One of three ballets commissioned for the Festival of Britain, Lambert's score is roughly contemporary with French composer Francis Poulenc's short comic opera Les mamelles de Tirésias first performed at the Opéra-Comique in 1947, on a similar sex-change theme, based on Guillaume Apollinaire's surrealist text of 1917.

The premiere was conducted by the composer and given in the presence of Queen Elizabeth The Queen Mother. The critical reception was generally negative, and the composer instructed solicitors to challenge the hostile review by Richard Buckle, which cast aspersions on the entire artistic leadership of the Royal Ballet company. Lambert died six weeks after its premiere.

There were 12 London performances in 1951, then ten the following year, seven in 1953, three in 1954 and two in the next season. The work was performed at the Edinburgh Festival in 1951, in Paris (September 1954) as part of an exchange agreement with Opera de Paris, and in New York in September 1955. The New York Times review, headlined "Superb 'Tiresias'", was stronger than any of the UK reviews.

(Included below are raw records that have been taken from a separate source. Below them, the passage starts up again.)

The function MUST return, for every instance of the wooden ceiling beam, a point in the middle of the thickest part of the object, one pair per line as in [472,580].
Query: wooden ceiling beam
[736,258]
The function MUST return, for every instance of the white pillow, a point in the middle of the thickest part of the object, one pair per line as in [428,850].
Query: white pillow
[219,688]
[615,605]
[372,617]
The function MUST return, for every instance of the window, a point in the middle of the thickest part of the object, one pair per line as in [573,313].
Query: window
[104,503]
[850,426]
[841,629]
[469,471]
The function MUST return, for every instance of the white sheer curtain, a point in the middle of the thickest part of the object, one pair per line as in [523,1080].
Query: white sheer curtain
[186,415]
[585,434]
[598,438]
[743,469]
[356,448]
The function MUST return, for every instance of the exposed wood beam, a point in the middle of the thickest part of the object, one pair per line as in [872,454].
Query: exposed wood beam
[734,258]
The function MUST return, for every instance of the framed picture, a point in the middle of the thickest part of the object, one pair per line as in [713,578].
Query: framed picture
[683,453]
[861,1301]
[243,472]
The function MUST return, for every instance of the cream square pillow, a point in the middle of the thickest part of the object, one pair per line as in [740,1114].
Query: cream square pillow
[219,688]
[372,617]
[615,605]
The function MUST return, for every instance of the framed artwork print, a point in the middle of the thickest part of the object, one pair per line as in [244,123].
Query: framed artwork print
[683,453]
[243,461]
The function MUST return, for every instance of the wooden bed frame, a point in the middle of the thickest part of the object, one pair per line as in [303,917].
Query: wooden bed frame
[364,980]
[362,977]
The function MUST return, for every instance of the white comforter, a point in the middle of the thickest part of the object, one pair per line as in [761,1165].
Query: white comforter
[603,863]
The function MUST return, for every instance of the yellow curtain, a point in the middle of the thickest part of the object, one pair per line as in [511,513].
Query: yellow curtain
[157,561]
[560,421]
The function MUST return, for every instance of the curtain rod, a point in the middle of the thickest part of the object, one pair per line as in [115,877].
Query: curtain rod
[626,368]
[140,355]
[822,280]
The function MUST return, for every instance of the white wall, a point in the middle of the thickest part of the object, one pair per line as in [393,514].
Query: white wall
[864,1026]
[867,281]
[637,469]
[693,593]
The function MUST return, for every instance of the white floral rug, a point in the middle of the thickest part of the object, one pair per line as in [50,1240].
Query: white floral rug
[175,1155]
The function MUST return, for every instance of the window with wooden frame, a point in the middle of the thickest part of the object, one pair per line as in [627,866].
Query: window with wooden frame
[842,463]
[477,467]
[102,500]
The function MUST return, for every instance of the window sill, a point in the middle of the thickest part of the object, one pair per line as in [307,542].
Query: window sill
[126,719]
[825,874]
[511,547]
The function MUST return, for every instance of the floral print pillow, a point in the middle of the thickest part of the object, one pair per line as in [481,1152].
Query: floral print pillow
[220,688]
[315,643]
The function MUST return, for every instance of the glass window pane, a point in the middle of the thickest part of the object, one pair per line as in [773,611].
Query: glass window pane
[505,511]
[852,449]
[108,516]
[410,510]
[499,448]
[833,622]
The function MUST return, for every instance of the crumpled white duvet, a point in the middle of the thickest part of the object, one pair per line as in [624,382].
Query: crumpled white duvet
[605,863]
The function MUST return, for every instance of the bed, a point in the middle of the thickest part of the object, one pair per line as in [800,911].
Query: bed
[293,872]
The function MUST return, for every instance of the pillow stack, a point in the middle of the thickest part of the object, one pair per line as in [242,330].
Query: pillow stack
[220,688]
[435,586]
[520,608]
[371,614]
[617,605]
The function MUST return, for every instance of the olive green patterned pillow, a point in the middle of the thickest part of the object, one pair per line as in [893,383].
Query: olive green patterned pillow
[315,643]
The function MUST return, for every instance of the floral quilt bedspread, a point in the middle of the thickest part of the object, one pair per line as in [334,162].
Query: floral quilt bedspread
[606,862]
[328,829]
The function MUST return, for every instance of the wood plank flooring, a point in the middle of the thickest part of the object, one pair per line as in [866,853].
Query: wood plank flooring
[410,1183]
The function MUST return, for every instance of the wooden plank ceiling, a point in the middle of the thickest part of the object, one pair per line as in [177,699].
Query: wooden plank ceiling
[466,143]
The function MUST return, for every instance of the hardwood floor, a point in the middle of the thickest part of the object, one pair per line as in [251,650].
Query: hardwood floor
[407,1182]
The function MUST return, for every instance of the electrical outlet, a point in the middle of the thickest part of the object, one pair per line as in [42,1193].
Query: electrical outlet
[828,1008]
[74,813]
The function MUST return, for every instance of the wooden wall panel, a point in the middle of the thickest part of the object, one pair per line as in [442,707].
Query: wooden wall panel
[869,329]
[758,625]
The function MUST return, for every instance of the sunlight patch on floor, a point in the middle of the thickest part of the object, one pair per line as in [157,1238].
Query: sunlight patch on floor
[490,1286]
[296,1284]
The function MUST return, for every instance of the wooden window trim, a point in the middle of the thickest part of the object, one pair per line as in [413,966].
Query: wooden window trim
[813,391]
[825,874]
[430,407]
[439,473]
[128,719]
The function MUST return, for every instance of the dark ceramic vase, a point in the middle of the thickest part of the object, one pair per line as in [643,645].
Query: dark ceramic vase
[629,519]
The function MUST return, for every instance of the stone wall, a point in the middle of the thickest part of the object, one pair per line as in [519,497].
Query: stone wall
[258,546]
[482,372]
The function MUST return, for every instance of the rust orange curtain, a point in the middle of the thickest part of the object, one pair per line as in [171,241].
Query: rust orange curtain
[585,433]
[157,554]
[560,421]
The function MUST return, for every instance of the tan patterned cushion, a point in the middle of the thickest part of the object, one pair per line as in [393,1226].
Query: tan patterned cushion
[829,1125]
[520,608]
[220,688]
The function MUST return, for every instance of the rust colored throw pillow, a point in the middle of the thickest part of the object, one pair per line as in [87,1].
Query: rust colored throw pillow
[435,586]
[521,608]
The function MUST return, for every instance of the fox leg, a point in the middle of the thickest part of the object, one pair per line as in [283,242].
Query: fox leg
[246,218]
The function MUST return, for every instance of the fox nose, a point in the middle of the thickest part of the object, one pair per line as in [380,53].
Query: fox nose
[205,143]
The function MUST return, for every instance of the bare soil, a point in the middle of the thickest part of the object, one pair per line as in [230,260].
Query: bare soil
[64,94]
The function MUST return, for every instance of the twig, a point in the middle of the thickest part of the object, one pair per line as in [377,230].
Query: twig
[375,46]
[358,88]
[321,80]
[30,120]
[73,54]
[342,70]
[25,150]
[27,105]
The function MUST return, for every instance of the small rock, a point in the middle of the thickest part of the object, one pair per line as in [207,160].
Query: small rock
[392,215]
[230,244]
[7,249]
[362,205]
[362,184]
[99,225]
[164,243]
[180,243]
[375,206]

Alan Rawsthorne's orchestral Improvisations on a Theme of Constant Lambert (1960) uses the opening fanfare from Tiresias as its theme.

==Original cast==
- Tiresias (male) – Michael Somes
- Tiresias (female) – Margot Fonteyn
- Her lover – John Field
- Neophyte – Margaret Dale
- Snakes – Pauline Clayden, Brian Shaw
- Zeus - Alfred Rodriguez

==Synopsis==
Tiresias enters on a scene of young girls engaged in vaulting over the horn of bull. After a solo and a dance for Tiresias and male corps de ballet, priestesses and a young virgin come on the scene. The Neophyte gives him a wand and departs. Tiresias spots two snakes copulating and in a rage he strikes the female snake with his staff and is thus changed into a woman.

Following a pastoral interlude, shepherds and shepherdesses enter and dance with Tiresias. Her lover appears, and they dance a climactic pas de deux. Then there is a bacchanale celebrating their happiness, at the end of which two snakes enters, engaged as before. Tiresias strikes the male snake with her staff, and is restored to his original self.

Another interlude transforms the scene to a palace courtyard where Zeus and Hera are arguing whether men or women get most pleasure in sex. Called to be judge Tiresias declares that women do, and Hera angrily blinds him, but Zeus bestows the gift of prophecy on Tiresias and he departs.

==Recordings==
The first broadcast performance of Tiresias, using the score edited by John Abbott, took place on 8 November 1995 with the BBC Concert Orchestra conducted by Barry Wordsworth. In April 1998 a recording of the score was made by the English Northern Philharmonia conducted by David Lloyd-Jones, and issued by Hyperion Records the following year on CD, coupled with the Pomona ballet music by Lambert. The CD booklet cover uses one of Isabel Lambert's designs for Act 1.